Barbara Ferrer, director of the county Division of Public Well being, stated this discrimination translated into “stark inequities” within the well being outcomes of LGBTQ+ residents. Greater than a 3rd of LGBTQ+ respondents stated they’ve skilled home violence. One in 10 stated they didn’t go to healthcare suppliers previously yr “for concern of unfair remedy.”
Audio system on the Tuesday assembly acknowledged that there have been many causes for the county’s LGBTQ+ residents to be involved for his or her security. Nationally, there’s been a dramatic rise in legal guidelines concentrating on LGBTQ+ individuals’s rights, typically accompanied by protests and threats of violence.

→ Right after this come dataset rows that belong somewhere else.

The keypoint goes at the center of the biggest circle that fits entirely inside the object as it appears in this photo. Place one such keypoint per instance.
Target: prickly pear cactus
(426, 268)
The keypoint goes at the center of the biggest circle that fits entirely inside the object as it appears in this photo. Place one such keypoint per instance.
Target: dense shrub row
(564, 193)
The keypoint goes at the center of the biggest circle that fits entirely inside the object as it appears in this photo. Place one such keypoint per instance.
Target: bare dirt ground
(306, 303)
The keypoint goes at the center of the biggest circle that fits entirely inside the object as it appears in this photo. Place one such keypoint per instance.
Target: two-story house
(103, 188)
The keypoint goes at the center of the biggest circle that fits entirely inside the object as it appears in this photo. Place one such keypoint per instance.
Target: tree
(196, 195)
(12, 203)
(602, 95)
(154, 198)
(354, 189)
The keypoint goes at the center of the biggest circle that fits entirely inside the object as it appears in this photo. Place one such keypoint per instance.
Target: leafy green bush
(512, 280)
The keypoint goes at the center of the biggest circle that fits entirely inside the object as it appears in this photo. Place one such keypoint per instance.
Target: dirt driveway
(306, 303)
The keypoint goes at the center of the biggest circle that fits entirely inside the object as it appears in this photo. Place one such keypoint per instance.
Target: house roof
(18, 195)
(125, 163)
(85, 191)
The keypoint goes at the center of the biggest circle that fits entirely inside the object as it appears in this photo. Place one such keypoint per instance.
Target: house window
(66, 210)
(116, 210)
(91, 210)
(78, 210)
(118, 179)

L.A. County, in the meantime, has been the location of quite a few hate crimes lately — together with towards a number of the organizations that carried out the reviews.
TransLatin@ Coalition, which offers providers to transgender, gender nonconforming and intersex individuals, was focused by a number of bomb threats this yr. Sears informed the supervisors Tuesday that the Williams Institute has new locks, frosted home windows and panic buttons.
“And we’re on the UCLA campus,” he stated. “Residents are responding to a really actual menace that’s occurring on this county proper now.”